Sensory integration is the process by which the brain takes incoming information, organizes it, and interprets it so that we can respond to it appropriately. For example, through the tactile sense, we learn fine motor movements such as those that enable us to button clothing and develop discrimination skills. It can also serve as a protective mechanism when we get too close to something dangerous like a heat source. The vestibular sense receives information about where a person is in space. Changes in head position, and body movement through space, are received through this sense, which coordinates the movements of the eyes, head, and body. Proprioceptive input is responsible for the muscle control in movement. It allows us to manipulate objects, jump, run, and walk. When all the senses are coordinated, they provide a foundation along with cognitive abilities for perceptual skills and motor planning. Motor planning is the ability to organize sensory information in order to plan and carry out the appropriate sequence of movement required to complete a task. For example, motor planning would be observed in a child, who acting on his desire to play with a ball, knows how to judge where the ball is in space and where to position his arms to catch it.

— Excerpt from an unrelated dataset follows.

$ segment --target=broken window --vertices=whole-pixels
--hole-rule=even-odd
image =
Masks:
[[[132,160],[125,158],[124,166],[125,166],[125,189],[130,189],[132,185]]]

At times of stress, exhaustion, hunger, or illness, we all demonstrate difficulties in sensory integration, but for the most part, the nervous system is able to process and interpret meaningfully without difficulties. For some children, however, sensory integration does not develop as efficiently as it should. How and why this occurs may be linked to hereditary factors, prenatal development, or premature birth (which can be factors in both domestic and international adoptions). Lack of stimulation in early years of development, such as a limited repertoire of foods and textures in the diet or limited opportunity for movement and exploration, plays a large part in contributing to sensory integration problems. Therefore, children who have lived for a time in orphanages often display some sensory integration difficulties, which are usually transitional, if appropriate intervention is provided.

Depending on the severity of the symptoms, effects can be transitory or long term. However, since the nervous system in children is so malleable, intervention often significantly improves or ameliorates the problem. As children matures neurologically (both on their own and/or with intervention), positive changes in behavior will occur as well as achievement in the developmental milestones. Learning to accommodate to the changing environment or to a particular area of weakness is also possible as a child learns and grows.